A panel of the United States Court of Appeals for the Fifth Circuit has vacated the Federal Energy Regulatory Commission’s (FERC) Order Nos. 720 and 720-A, which imposed new requirements on non-interstate pipelines not normally subject to FERC’s jurisdiction over interstate natural gas pipelines. In an October 24, 2011 decision, the Court concluded that the orders exceed the scope of FERC’s statutory authority under the Natural Gas Act of 1938 (NGA).
In their petitions for review of the orders, the Texas Pipeline Association and the Railroad Commission of Texas argued that FERC had exceeded its NGA authority by requiring “major non-interstate pipelines” to post daily flow, capacity, and scheduling information for certain receipt and delivery points.

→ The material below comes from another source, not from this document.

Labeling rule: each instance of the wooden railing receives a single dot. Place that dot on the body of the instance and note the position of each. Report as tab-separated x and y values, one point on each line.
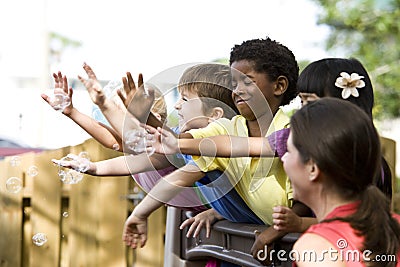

FERC defended the orders by arguing that the Energy Policy Act of 2005 expanded its authority by adding section 23 to the NGA, which requires FERC to “facilitate price transparency in markets for the sale and transportation of physical natural gas in interstate commerce.”
Rejecting FERC’s argument that section 23 empowers FERC to regulate intrastate pipelines, the Court explained that the authority found in section 23 to obtain information from “any market participant” must be read in the context of the NGA, as codified in Title 15, Chapter 15B. Therefore, FERC’s authority pursuant to section 23 remains subject to the limitations of section 1(b) of Chapter 15B, which defines the scope of the chapter to include the transportation and sale for resale of natural gas in interstate commerce and expressly excludes “any other transportation or sale of natural gas,” including the local distribution of natural gas and the facilities used for such distribution or the production or gathering of natural gas.
The decision will become effective upon a mandate from the Court. In the meantime, FERC may seek rehearing of the decision or appeal the decision to the U.S. Supreme Court.